I had just had a cancer scare. The day I got the wonderful news that the biopsy was negative, I learned a man I knew was dying of liver cancer. He was around my age, a good-looking, smart, successful professional whom no one would have guessed was that bad. I felt a cold lump of fear: that could be me.
So I went to a crack of dawn meeting, walked into that room with so many more men than women, some of them kind of rough looking, and forced myself to share. I was afraid that if I didn’t share, I would walk out of there without having talked to anyone, made any kind of connection, and might never come back. Might go home determined not to drink but by mid-afternoon would be heading to the grocery story to replace the wine I had poured down the sink that morning.
Sharing that morning was one of the hardest things I ever did. I am not afraid to speak in front of crowds. On the contrary; I love public speaking. But this was different. This wasn’t me in a smart suit and high heels clicking away at a PowerPoint. This was me hung over, clutching my coffee cup as though it was some kind of security blanket and being totally honest and vulnerable in front of these strangers, many of whom looked so different from me, and told stories of hitting a much lower and scarier bottom than I had with alcohol, but whom I could sense were kindred spirits.
I said those words: “I’m [my name], and I’m an alcoholic.” “Hi, [my name],” they all chorused warmly, because that’s what people do at AA. And I told them how scared I was, scared enough to come here and ask for help – their help, God’s help, whoever’s help – because I didn’t know what else to do.

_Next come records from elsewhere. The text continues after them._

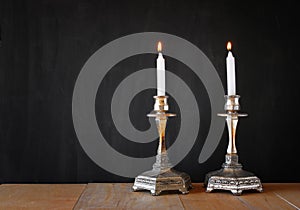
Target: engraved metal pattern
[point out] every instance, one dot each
(231, 176)
(162, 177)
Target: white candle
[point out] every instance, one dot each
(230, 63)
(160, 67)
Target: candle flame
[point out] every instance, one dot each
(159, 47)
(229, 45)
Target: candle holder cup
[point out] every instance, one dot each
(231, 176)
(162, 177)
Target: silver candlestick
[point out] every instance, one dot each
(162, 177)
(231, 176)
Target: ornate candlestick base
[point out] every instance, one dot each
(232, 177)
(162, 177)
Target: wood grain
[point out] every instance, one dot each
(39, 196)
(120, 196)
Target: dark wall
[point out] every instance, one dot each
(45, 43)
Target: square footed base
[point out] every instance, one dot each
(235, 180)
(157, 181)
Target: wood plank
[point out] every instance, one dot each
(199, 199)
(289, 192)
(39, 196)
(267, 199)
(120, 196)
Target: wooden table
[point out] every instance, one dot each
(119, 196)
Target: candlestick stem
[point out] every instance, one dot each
(162, 177)
(232, 120)
(231, 176)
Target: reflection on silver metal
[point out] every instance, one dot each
(231, 176)
(162, 177)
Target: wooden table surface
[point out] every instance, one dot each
(120, 196)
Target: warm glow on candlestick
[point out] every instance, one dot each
(229, 46)
(159, 47)
(160, 66)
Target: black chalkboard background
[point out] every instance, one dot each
(45, 43)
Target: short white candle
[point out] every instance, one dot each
(160, 67)
(230, 63)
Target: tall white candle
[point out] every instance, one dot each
(160, 67)
(230, 63)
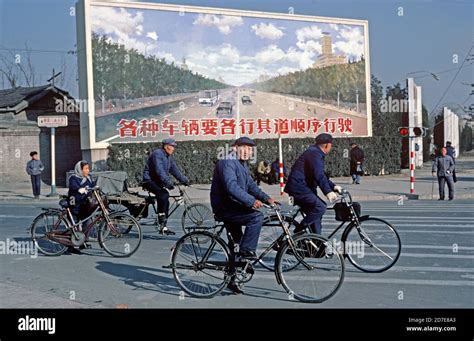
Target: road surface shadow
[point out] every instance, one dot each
(141, 277)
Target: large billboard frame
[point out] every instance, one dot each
(84, 52)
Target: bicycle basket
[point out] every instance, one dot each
(91, 203)
(343, 212)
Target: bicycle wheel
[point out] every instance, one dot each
(116, 207)
(270, 233)
(196, 277)
(198, 217)
(373, 247)
(317, 268)
(42, 230)
(122, 237)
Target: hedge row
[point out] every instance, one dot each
(197, 158)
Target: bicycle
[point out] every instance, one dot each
(196, 216)
(203, 264)
(52, 231)
(361, 233)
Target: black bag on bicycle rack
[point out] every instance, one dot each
(343, 212)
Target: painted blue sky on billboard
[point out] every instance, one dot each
(237, 49)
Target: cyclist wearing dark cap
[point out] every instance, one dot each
(157, 179)
(307, 174)
(235, 197)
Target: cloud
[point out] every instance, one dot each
(120, 26)
(309, 32)
(152, 35)
(352, 43)
(223, 23)
(267, 31)
(269, 54)
(287, 69)
(118, 21)
(303, 58)
(310, 46)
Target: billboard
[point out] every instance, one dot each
(192, 73)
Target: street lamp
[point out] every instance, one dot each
(435, 76)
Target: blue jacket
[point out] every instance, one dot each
(75, 183)
(232, 183)
(158, 168)
(34, 167)
(307, 174)
(443, 166)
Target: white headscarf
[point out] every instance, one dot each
(79, 174)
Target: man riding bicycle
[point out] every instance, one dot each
(156, 179)
(307, 174)
(235, 198)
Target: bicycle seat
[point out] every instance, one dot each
(64, 203)
(218, 220)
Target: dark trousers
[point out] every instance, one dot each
(441, 182)
(36, 184)
(162, 197)
(234, 217)
(314, 208)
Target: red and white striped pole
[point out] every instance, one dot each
(412, 164)
(280, 156)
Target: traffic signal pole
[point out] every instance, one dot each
(411, 123)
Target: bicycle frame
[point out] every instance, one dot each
(285, 236)
(348, 202)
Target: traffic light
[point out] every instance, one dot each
(417, 131)
(403, 131)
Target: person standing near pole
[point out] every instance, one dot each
(357, 157)
(34, 168)
(443, 167)
(451, 151)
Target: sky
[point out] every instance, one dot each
(236, 48)
(404, 36)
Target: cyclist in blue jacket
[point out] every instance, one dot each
(307, 174)
(235, 198)
(157, 179)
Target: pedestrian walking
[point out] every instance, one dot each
(443, 167)
(451, 151)
(34, 168)
(356, 156)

After the meeting, several kind women came up to talk to me. One of them had written her phone number on an AA flyer, with a note that addressed me by name. When I looked at my name in her neat printing, spelled correctly, my breathing slowed. I couldn’t speak for a moment, kept looking at it, not quite able to fathom what I saw. I know it doesn’t sound like a big deal. So she spelled my name right. So what? This is what: in some-odd decades on this earth, no one – not a single human being – has ever spelled my name correctly without my spelling it for them. And sometimes, even when I do spell it for them, they don’t write what I say. I’ve sat there and watched them spell it wrong, even as I’m spelling it aloud for them.

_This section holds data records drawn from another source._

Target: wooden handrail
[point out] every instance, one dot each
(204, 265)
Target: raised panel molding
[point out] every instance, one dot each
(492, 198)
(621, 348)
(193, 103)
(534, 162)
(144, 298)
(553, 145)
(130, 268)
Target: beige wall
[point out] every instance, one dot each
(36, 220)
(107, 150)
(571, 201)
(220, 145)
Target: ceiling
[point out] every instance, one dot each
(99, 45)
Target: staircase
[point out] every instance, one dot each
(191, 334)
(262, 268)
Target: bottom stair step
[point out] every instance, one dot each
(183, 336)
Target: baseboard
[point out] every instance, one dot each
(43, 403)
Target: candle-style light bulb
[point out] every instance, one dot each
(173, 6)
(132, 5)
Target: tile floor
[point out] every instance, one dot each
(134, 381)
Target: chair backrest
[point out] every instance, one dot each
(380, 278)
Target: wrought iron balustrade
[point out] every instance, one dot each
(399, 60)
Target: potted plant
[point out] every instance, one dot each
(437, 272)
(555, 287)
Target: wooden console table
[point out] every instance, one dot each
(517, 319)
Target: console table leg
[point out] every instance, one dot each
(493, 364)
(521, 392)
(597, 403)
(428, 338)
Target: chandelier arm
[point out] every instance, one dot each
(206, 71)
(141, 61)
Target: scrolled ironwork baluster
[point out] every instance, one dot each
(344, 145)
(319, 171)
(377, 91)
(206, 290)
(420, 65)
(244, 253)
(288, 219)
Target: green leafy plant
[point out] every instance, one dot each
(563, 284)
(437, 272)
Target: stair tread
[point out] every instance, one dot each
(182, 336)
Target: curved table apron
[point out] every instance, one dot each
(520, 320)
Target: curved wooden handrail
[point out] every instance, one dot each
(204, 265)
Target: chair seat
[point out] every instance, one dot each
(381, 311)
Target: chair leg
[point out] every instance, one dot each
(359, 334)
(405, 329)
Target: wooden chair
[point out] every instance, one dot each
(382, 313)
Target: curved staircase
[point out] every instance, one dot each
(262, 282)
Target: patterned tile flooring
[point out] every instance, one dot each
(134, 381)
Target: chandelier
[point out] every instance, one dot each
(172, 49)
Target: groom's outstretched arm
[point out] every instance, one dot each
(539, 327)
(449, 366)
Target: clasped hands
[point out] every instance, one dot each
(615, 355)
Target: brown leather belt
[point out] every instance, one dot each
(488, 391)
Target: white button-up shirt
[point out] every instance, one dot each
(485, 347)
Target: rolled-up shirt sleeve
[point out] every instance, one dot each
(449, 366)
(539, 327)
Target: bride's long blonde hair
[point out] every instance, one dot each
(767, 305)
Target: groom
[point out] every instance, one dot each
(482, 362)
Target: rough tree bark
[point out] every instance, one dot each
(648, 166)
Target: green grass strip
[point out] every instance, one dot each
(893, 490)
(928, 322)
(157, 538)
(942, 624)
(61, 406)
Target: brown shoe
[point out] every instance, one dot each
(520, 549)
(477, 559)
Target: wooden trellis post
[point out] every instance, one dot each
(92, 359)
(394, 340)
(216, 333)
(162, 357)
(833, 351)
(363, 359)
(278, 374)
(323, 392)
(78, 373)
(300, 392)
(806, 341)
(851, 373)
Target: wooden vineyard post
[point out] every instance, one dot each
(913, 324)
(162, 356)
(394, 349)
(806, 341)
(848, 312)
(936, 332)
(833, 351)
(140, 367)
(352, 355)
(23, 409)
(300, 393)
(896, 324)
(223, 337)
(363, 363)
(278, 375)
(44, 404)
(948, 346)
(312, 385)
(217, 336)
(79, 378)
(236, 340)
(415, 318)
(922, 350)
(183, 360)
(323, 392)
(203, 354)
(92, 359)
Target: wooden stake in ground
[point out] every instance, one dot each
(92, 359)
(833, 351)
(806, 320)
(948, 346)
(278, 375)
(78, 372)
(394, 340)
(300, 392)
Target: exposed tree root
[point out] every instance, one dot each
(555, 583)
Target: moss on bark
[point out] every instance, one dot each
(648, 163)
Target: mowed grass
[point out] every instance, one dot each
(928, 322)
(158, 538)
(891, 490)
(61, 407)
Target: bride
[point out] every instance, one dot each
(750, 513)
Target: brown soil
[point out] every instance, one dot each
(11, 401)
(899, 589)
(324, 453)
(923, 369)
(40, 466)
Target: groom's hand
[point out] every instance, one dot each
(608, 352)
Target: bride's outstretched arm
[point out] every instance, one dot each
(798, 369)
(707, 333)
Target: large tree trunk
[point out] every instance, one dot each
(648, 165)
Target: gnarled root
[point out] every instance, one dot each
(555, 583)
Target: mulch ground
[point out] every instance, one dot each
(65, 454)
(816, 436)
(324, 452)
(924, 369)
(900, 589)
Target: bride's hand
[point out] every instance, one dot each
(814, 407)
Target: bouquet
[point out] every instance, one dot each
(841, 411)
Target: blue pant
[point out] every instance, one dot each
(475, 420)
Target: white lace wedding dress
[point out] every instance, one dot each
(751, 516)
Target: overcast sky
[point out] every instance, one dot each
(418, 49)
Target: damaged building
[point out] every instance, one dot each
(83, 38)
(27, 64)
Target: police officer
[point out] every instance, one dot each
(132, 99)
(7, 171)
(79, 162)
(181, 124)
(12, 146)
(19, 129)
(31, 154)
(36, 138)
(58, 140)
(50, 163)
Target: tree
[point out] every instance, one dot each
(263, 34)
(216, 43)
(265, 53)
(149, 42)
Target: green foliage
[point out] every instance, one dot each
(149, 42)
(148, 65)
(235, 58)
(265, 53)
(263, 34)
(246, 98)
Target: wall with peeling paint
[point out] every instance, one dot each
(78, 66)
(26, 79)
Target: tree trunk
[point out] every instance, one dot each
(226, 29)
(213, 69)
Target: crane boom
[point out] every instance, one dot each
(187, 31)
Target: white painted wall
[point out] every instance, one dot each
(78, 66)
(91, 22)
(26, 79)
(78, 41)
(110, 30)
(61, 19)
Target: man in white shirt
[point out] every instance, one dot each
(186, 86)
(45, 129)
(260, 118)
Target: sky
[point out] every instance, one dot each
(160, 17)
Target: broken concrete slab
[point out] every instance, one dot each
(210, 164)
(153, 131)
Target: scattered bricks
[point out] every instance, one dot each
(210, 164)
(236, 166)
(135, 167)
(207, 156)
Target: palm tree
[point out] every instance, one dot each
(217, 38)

But that woman at the AA meeting spelled it right. On her own. I asked her why she had spelled it that way, and she said, “It’s funny. When I was starting to write it, I lifted up the pen and paused, not sure how to spell it. So I asked God.”

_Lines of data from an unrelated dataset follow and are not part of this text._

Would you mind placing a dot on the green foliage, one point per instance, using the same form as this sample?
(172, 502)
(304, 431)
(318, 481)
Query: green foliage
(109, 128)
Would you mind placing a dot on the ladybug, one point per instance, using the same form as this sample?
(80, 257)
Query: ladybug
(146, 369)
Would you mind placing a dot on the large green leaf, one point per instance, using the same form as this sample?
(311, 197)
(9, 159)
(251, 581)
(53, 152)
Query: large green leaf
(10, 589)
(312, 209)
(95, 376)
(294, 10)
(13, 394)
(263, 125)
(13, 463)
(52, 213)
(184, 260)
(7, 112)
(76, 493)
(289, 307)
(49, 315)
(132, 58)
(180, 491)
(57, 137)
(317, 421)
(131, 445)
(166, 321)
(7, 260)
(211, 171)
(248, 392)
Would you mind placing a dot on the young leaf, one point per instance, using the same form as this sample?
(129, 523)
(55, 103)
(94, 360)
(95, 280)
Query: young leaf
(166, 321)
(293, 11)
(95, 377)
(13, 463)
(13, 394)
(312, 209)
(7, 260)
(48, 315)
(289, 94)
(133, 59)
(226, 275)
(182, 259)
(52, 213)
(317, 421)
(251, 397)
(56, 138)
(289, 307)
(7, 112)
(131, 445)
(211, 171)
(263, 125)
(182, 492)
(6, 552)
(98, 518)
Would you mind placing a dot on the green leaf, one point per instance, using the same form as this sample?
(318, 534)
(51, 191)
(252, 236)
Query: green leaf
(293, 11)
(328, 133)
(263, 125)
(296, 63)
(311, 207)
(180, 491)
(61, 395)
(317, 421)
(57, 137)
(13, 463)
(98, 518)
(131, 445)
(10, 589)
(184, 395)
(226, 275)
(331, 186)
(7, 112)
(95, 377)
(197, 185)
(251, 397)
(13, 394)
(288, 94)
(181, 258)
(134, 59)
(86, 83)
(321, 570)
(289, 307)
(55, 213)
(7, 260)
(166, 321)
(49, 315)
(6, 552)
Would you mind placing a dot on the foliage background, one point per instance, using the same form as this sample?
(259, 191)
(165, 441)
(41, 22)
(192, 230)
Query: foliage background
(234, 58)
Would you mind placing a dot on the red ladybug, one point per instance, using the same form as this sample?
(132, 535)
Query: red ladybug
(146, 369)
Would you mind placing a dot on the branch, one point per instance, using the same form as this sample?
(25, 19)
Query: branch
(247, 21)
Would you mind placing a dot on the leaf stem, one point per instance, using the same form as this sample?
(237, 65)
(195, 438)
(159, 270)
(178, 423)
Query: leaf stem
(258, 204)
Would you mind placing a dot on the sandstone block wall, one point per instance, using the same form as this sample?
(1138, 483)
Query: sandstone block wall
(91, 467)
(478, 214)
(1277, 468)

That may sound corny and ridiculous, but it didn’t feel that way to me at the time. It felt like the sign we always ask God for but never get, a sign that I was doing the right thing and I was going to be okay. That is what people in AA call a “God shot” and I would normally call a coincidence. But that wasn’t a normal day. That was the day I admitted my drinking was out of control and I needed help. That day, a ray of hope penetrated the spiritual darkness that had engulfed me since my divorce, and I called it a God shot, too.